Not long after the bridge was rebuilt, Lockhart died of a heart complication.

"Is that attributable to some of the stress of the type of work he was involved in? We will never know but a lot of people wondered about that," Angier said.

The work was expected to be completed in 64 days. It was done in 47 days. There was a $6,000 an hour incentive for the contractor to finish early. Jensen Construction was there first and then Gilbert Central Construction was awarded the bridge replacement job. The bridge reopened on July 29, 2002.

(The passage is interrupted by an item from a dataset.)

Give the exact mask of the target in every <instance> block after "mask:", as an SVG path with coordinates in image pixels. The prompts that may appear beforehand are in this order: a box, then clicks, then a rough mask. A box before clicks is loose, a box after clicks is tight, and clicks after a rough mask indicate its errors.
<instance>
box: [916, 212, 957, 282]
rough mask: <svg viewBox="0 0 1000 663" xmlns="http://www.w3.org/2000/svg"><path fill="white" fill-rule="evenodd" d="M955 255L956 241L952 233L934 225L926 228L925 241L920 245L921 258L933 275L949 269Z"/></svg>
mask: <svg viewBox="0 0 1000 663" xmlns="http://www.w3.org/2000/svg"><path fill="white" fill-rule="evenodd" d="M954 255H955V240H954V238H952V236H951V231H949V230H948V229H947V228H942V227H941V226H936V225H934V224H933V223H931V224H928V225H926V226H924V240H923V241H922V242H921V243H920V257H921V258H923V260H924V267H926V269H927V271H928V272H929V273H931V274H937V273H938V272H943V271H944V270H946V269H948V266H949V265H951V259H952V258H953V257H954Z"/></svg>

"Partnership of everyone, the engineering community, the locals, the Mayor Jewell Horne (Webbers Falls) she did so much in the background that made it easy for us to do our job," Angier said.

The detour routes for traffic added about 30 to 60 miles out of the way and had 49 deficient bridges with sudden interstate traffic. Crews had to work on the bridges at night while there was less traffic.

The bridge project was about $15 million. The work on the other bridges on the detour routes was about $15 million, she said.

Terri Angier is the special assistant to the Secretary of Transportation of the Oklahoma Department of Transportation. She has served as media relations director for ODOT and she has also taught media relations courses as an adjunct faculty instructor at the University of Central Oklahoma.